Противоречие? Нет, правда искусства не противоречит правде жизни; она только выявляет ее, усиливает. Обнажает сущность предмета или явления. Так, как он сам стремился к этому в «Сеятеле» или «Булыжнике — оружии пролетариата». Стремился не зафиксировать увиденное, но осмыслить действительность и управляющие ею законы.
В соответствии с «теорией относительности в искусстве» Шадр приступает к созданию еще одной скульптуры, посвященной В. И. Ленину.
Оценивая мысленно свою Лениниану, он отмечает три произведения: посмертный портрет, вылепленный в Колонном зале; монумент для ЗАГЭСа; статую для зала заседаний Верховного Совета.
Теперь Шадр завершит свою Лениниану еще одним аккордом — скорбным и торжественным. Сколько лет уже не дает ему покоя эта тема!
Прошлой зимой в Белоруссии Шадр поделился ею с А. Н. Грубе. Мастерская Грубе была за городом, и Шадр долго шел по сугробам. Он просидел у Грубе всю ночь — и почти всю ночь рассказывал о том, как видел Ленина в гробу и что пережил тогда.
Шадр решает изобразить Ленина усопшим, на смертном одре. «Ленин умер, но дело его живет», — назовет он композицию.
Он хочет передать горестное величие ленинской смерти. И пусть в нем «относительно» что-то будет неверно. Вместо современного пиджака — обнаженное, могучее еще тело, вместо венков — складки знамен. Надо увеличить и рост — Шадр лепит Ленина лежащим гигантом.
Гроб? Нет, монументальная гробница. Тяжелые складки покрывала, спускающегося почти до земли, придадут композиции ритм похоронной кантаты.
Тетради рабочих записей опять открыты на стихах — они всегда помогают Шадру в творческих поисках. Они утверждают основную идею композиции — бессмертие ленинского дела: «Он жив. В идее жив. Не умер. Не умрет».
Стены мастерской задрапированы красными полотнищами, в углах стоят знамена. Они и создают обстановку и служат натурой: Шадр вводит красные стяги в композицию. Все старые работы сдвинуты, убраны; неподалеку от начатой скульптуры висит лишь горельеф Карла Маркса, сделанный еще в начале революции. Ничто не отвлекает мысли скульптора. «Я хочу, — цитирует Шадр Белинского, — «созерцать идею не рассудком, не чувством и не какой-нибудь одной способностью своей души, но всей полнотой и цельностью своего нравственного бытия».
Пока работа сделана из гипса, но Шадр мечтает перевести ее в полированный красный порфир, в крайнем случае в теплый гранит. Он уже рассказывает всем приходящим в мастерскую, как отблески света будут играть на полированной плоскости знамен, потухать в скользящем вниз покрывале.

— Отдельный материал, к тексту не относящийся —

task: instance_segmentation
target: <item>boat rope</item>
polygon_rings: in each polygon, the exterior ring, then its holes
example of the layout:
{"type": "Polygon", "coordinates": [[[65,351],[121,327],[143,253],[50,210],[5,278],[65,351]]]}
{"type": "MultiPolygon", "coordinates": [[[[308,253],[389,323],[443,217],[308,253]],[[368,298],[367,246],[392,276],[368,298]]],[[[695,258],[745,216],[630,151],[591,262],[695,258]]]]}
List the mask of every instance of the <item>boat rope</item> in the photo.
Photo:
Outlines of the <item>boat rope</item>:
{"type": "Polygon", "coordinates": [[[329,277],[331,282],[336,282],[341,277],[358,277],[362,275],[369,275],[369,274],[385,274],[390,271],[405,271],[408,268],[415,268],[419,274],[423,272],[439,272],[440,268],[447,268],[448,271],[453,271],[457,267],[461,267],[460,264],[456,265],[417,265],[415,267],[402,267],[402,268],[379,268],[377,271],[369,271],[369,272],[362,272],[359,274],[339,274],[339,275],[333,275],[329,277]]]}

Скульптура была отвезена в Музей революции, установлена в большом зале, закрытом для публики. Художники осматривали ее по пригласительным билетам. Раза два в зал пробились студенты художественных вузов. «Мы привыкли без билетов в театр прорываться, прорвались и в Музей революции», — рассказывал Шадру Цигаль. Сам Шадр на эти просмотры не ходил.
Он уже понял: скульптуру экспонировать не будут: слишком необычно, неожиданно был изображен Ленин. И когда пришло известие о том, что композиция помещена в запасники музея, сумел справиться со сдавившей сердце горечью, принял его внешне спокойно.
Решил заняться заказом, о котором давно просил Владимир Иванович Немирович-Данченко: сделать надгробие его умершей жене. Показать в этом надгробии бессмертие и непреходящую значимость человеческих чувств.
Работая шесть лет назад над памятником Аллилуевой, Шадр твердил пушкинское: «Печаль моя светла». Теперь ему казалось понятнее и ближе четверостишие В. А. Жуковского:
Как наполнить могильную плиту теплом, как внести в нее хотя бы элемент утешения?
Шадр рисует плиту с женским профилем, потом вазу с цветами — она будет так красива на гранитном кубе, потом классическую стелу.
По фотографиям тщательно изучает лицо умершей: профиль, поворот, три четверти.
Среди многочисленных снимков, изображавших Немирович-Данченко пожилой, больной женщиной, он находит один, которому уже много лет. На нем Екатерина Николаевна еще совсем молода, лицо ее мягко и поэтично, она обаятельна и добра.
И в то же время на этой фотографии она артистка! Поза ее изысканна, жест руки плавен и закончен.
Такой и решает ее лепить Шадр: молодой, красивой, доброй. С безукоризненной четкостью и выразительностью передает он тончайшие характерные линии лба, крыльев носа. Пусть это лицо будет очень ясным и очень чистым — красота духовная для Шадра еще важнее красоты физической. Только воспоминание о ней может сменить трагизм потери светлой грустью, полной раздумий о дорогом человеке.